Recent survey responses and campus police data suggest that up to out of 10 rapes go unreported at Northeastern University.
The second annual campus culture survey conducted by Northeastern officials asked participants directly if they had experienced sexual assault while attending the university. Twenty-one percent of the student body participated. School officials said the segment was representative of the student body.
This survey revealed that roughly 14 percent of students reported being sexually assaulted, or touched without consent, according to the survey. Six percent said that someone had attempted sexual penetration without consent, defined as attempted rape, and slightly less than four percent reported they were sexually penetrated without consent, defined as rape.
These graphs were created by The Huntington News for their coverage of the results of Northeastern’s Campus Climate Survey on sexual assault.
These numbers are not reflected by the Northeastern Police Department’s (NUPD) annual safety report, however. In its 2016-2017 logs, the department included sexual assault reports from 2013-15. Over these three years combined, the NUPD and Boston Police Department (BPD) documented 54 reports of assaults and fondling involving Northeastern students. Of these reports, 43 were reported rape cases.
As stated previously, there are issues in comparing the data. The crime report only covers crimes which happened between the years of 2013-15, whereas older students who took the survey could have potentially reported the crime as far back as 2009.
Some inconsistency between numbers could be attributed to survey biases and yearly differences between the survey and the crime reports. But the 43 officially reported rape cases involving Northeastern students over a three-year period is far less than the approximately 145 rape cases reported by survey participants, who again made up only 21 percent of Northeastern’s 19,940 students enrolled in 2015, according to the U.S. News College Ranking website reported. Thus, Northeastern faculty must ask themselves: Why aren’t victims coming forward, and how can we create the right atmosphere for students to be able to report sexual crimes against them? How can we come to better understand and document the pervasiveness of sexual assault on our campus?
A national dilemma
Northeastern’s data offers a case study in problems with incomplete data which are likely to occur at universities nationwide. In fact, lack of reporting sexual assault to authorities—and lack of support for victims in doing so—is among the central issues in what many see as an epidemic of campus sexual assault.

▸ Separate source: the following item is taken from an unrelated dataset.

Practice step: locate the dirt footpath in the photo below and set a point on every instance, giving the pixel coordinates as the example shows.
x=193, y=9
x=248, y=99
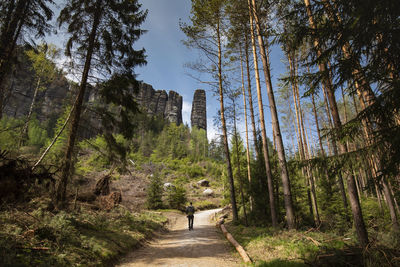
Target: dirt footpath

The American Association of University Women (AAUW), a leading organization supporting women and girls, analyzed mandated campus police reports from 11,000 universities in 2014. The data showed that 91% of college campuses reported zero rapes in 2014.
The Washington Post and Kaiser Family Foundation conducted a campus survey in 2015 which found that 1 in 5 women were sexually assaulted by force or while incapacitated, as were 1 in 20 men. Of those who had been assaulted, 59 percent said they didn’t inform authorities about the incident.
This graph was created by The Washington Post after conducting a survey on campus sexual assault.
The Washington Post reporters said that measuring sexual assault is difficult, which is why these massive divides are so commonplace among officially documented assaults and survey calculations nationwide.
“Reluctance of respondents to report sexual attacks is another challenge for measuring prevalence accurately.” Scott Clement, polling manager for the Washington Post.
Efforts for improvement
Northeastern’s survey and police crime reports on sexual assault might not exist had it not been for the tragic sexual assault and murder of Penn State Student Jeanne Clery in 1986. The Clery Act was signed in 1990 and mandated that colleges publicly report statistics through an annual report, regular documentation of campus crime and timely warning of imminent danger.
But this law and the current systems in place have failed students, as the statistics show many incidents still go unreported.
Sexual assault on college campuses has been receiving more attention because of high-profile cases, including the Brock Turner trial at Stanford University in 2016 and the UVA Rolling Stone scandal of 2014. As more reports gain attention, colleges are confronted with the reality that the Washington Post’s polls encountered: a culture of silent victims.
In response, universities, students and the federal government have taken steps to increase reporting and support for victims of sexual assault. For instance, the Northeastern Student Affairs Office’s letter prefacing the survey data stated its goal was to “assess students’ knowledge and perceptions of prohibited sexual conduct, and to better understand how students respond when incidents occur.” . Many schools conduct surveys similar to Northeastern’s in order to grasp the prevalence of violence on campus.
As Northeastern and universities across the country work to understand sexual assault on their campuses and educate students, the federal government is also making strides. In February 2015 Sen. Claire McCaskill (D-MO) introduced the Campus Accountability and Safety Act in Congress. This bipartisan law builds on the Clery Act but with greater focus on creating a safe environment for victims and seeking penalties for universities that do not report. While the law has been tabled for now, it shows an increased focus from policy makers on making sure more is done to protect sexual assault victims and make sure their numbers are accurately reported.